ER: Teaching is all about fostering learning, and knowledge – and learning and knowledge are invaluable. The ability to think critically and analyze almost always works toward social justice in the end. Teaching is also about relationships, about working with people. Just the very act of teaching or working with people to open up their worlds conveys to others the idea – a legacy, if you will – that you don’t need to be consuming, or busy buying something for your life to have meaning. Monetizing things (LW: like educational tools – which we were talking about in a side thread) is not a way to change things for the benefit of people, although it will lead to someone’s profit. Things don’t necessarily get better with more money involved. Health care is one of those things that doesn’t improve with more money added. Teaching is another.
LW: Eli, we’ve all encountered rough patches in this work – times when we’ve wanted to scream or throw our hands up in resignation.

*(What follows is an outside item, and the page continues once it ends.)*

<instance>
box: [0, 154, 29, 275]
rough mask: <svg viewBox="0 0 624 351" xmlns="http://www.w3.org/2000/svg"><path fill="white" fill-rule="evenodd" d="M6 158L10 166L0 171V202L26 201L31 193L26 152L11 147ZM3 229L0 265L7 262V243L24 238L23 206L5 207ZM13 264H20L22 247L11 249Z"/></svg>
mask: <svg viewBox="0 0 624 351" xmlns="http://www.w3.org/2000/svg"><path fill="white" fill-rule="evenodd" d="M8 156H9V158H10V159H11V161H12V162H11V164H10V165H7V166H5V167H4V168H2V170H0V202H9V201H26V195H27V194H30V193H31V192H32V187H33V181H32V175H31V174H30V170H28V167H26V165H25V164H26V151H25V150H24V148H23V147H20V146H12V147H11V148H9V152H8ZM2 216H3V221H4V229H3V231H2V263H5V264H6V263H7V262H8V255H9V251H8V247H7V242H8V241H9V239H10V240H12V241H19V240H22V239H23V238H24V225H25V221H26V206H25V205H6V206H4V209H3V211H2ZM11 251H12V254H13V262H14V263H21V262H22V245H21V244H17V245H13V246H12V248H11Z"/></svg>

What helps you when times are rough?
ER: Encouraging words from other people. We don’t do it enough, but it makes a huge difference.
LW: How do you manage with 2 children (one under the age of 5) at home, and a commute of 1 hour 40 minutes one way? How do you manage when your wife’s commute is almost double that?
ER: Well, I do have a flexible teaching schedule. I tell myself I can do what I can do. And I keep plugging away at things and build on them. I’ve found you also have to be patient and not skip steps, otherwise, you may have to redo some things. I think you can usually find at least an hour each day to devote to activism, and I’d like to think that most people are working that into their lives. It seems that many people want to. But then they run into the question “What should I do?” That’s where organizers come in.
LW: As an organizer and activist, what do you believe to be the three most critical things needing our focus?
ER: 1) more community engagement
2) become and stay more engaged and don’t worry about people showing up. Not everything has to be a home run
3) have faith that your efforts will lead to something someday. It’s the sum total of everything we do that will lead to change.
LW: What is your greatest hope for other activists with regard to this work we’re doing?
ER: That we create lasting structures and relationships that will eventually be more powerful than corporations.